Lessons for ATC / Ops Apply to us

  Controller Takeaways Reflection

“This was cockpit, not tower.” Yes — but human factors are the same people-problem we live with in TWR/APP/ACC every shift:

  • High workload tunnel vision: During unusual / emergency / simulation, ATCOs may fixate on one task (e.g. one inbound with fuel emergency) and forget a standard call to someone else. Same pattern.
  • Checklist skip under pressure: You “know” Crash Bell has to be ≥60 sec, you “know” to call AOCC/WSO/MLU — but in a real sudden event, if you don’t read it off a known block, details get lost.
  • Assumption that ‘the other guy is watching’: We assume Assistant / Supervisor / Planner is catching anything we miss. In reality, they’re also saturated at that exact moment.
  • Old habit vs new procedure: After transfer from another unit, or shift on a different position, you may apply yesterday’s habit in today’s console. Exactly like skid-gear vs retractable-gear habit in VT-PHO.

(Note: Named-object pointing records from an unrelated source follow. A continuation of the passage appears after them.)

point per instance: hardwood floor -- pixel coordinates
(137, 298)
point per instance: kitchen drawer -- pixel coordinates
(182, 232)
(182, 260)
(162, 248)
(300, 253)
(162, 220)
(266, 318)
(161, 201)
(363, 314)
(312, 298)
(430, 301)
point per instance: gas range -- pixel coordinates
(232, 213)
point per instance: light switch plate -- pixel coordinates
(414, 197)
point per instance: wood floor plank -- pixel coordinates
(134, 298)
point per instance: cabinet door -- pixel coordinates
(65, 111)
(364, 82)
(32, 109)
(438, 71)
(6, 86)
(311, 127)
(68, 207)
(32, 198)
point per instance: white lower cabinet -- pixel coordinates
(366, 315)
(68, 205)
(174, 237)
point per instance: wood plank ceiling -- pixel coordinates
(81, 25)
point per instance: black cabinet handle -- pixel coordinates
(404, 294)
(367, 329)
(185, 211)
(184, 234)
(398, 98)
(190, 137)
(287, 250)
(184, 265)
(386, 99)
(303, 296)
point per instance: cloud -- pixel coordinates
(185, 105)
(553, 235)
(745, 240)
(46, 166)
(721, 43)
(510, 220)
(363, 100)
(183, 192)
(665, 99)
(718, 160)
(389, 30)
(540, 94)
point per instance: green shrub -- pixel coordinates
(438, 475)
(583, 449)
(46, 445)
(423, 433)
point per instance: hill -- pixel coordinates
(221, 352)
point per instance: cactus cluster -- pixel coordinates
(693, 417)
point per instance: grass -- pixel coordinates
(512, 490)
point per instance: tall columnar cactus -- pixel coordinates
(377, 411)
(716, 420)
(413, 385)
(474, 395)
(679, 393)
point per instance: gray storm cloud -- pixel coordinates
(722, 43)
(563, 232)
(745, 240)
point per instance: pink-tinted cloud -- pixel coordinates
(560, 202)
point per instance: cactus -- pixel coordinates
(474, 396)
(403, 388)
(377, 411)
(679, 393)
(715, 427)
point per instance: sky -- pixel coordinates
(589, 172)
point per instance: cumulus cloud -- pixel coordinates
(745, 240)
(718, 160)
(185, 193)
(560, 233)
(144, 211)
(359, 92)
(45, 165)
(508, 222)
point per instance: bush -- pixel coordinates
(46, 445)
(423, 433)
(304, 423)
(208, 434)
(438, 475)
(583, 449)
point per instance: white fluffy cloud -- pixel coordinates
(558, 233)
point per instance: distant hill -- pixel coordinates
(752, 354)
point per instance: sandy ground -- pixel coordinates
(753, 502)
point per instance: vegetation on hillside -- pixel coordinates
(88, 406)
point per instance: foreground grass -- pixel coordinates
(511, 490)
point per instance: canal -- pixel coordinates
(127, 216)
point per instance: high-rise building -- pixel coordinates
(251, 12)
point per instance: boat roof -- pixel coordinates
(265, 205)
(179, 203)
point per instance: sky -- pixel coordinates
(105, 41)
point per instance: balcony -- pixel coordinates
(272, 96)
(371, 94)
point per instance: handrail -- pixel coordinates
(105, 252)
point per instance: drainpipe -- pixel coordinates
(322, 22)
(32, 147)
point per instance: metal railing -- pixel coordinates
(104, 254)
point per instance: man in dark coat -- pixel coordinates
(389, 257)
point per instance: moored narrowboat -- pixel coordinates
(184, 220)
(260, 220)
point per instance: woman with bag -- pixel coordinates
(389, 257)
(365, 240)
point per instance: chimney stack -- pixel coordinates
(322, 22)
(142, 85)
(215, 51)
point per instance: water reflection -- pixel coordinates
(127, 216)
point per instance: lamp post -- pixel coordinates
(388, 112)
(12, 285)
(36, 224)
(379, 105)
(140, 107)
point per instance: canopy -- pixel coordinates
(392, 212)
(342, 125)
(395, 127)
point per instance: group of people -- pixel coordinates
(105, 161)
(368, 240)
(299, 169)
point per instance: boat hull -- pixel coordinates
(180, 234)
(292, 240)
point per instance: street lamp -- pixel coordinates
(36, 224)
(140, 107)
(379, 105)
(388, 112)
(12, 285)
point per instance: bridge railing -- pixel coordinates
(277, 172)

So this is not a “helicopter problem”. This is a human cognitive loading problem. Same brain, different workplace.

  Map It To ATC Reality
1. Busy period / abnormal situation in TWR or APP → You get task-saturated
2. You assume your standard checklist is “obvious” → You don't actually read it
3. Supervisor is also busy → Cross-check / challenge doesn’t happen
4. A routine safeguard (like Crash Bell duration, ARFF call, runway occupancy warning) is missed
5. Outcome still safe? maybe Outcome reportable? definitely Outcome career-impacting? possibly

Recommendations Prevention

  Good Practice Going Forward COMPLETE
Do not “compress” standard calls just because it's training.
Training is not a licence to skip SOP steps.
Stage / brief simulations.
Don’t introduce simulated failures exactly at the point where routine safety checks (gear down / crash bell / ARFF alert / strip marking) must happen.
Speak the checklist out loud.
“Gear down, three green.” “Crash bell sounded, ≥60 seconds.” “AOCC / ARFF / WSO informed at time ____.” Saying it out loud forces both people to hear the safety barrier.
Challenge each other.
If you are the monitoring pilot / planner / WSO and you do not hear the call-out, you ASK. Silence = NOT DONE.
Respect human limits.
Workload saturation is physics, not ego. When load spikes, brains drop steps. That is exactly why procedures exist: to hold the line while you are busy saving the situation.
One-line takeaway

“Nothing was wrong with the helicopter. The only thing that failed was ‘We Forgot.’”
Our job in ops and ATC is to build systems that do not allow “We Forgot” to go unnoticed.